# Logical Operators(JavaScript)

Japanese version.

These operators are used to manipulate boolean values.

## Explanation

### && AND

The logical AND (&&) operator in JavaScript returns true if both the left-hand and right-hand operands are true, otherwise it returns false.

For example, you can use it like this:

``````let a = 5;
let b = 10;

if (a > 0 && b > 0) {
console.log("Both a and b are positive.");
}``````

In this example, since both the left-hand and right-hand operands are true, the result of the logical AND operator will be true, and the message "Both a and b are positive." will be logged to the console.

You can also use the logical AND operator to combine multiple conditions. Here's an example:

``````let age = 25;
let isStudent = true;

if (age >= 18 && age <= 30 && isStudent) {
console.log("You are eligible for a student discount.");
}``````

In this example, since both the left-hand and right-hand operands are `true`, the result of the logical AND operator will be `true`, and the message "Both a and b are positive." will be logged to the console.

This operator also has short-circuit evaluation property, meaning that if the left-hand operand is false, the right-hand operand is not evaluated, and the result of the operator will be false.

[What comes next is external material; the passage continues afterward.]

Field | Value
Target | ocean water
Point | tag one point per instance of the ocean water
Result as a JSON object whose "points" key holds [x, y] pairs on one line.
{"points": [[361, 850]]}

For example, if a function with a Boolean return value is on the right-hand side, the function on the right-hand side will be executed if the left-hand side is true.

``````let a = 0;
let b = true;

if (b && f() ) {
console.log("True");
}

console.log(a); // 1

function f(){
a = a + 1;
return true;
}``````

In this example, the function f() is executed and the variable a is updated to 1 before being displayed.

However, if the left-hand side is false, the function on the right-hand side is not executed because the result is determined to be false, whatever the right-hand side is.

``````let a = 0;
let b = false;

if (b && f() ) {
console.log("True");
}

console.log(a); // 0

function f(){
a = a + 1;
return true;
}``````

In this example, the variable a is displayed as 0 without the function f() being executed.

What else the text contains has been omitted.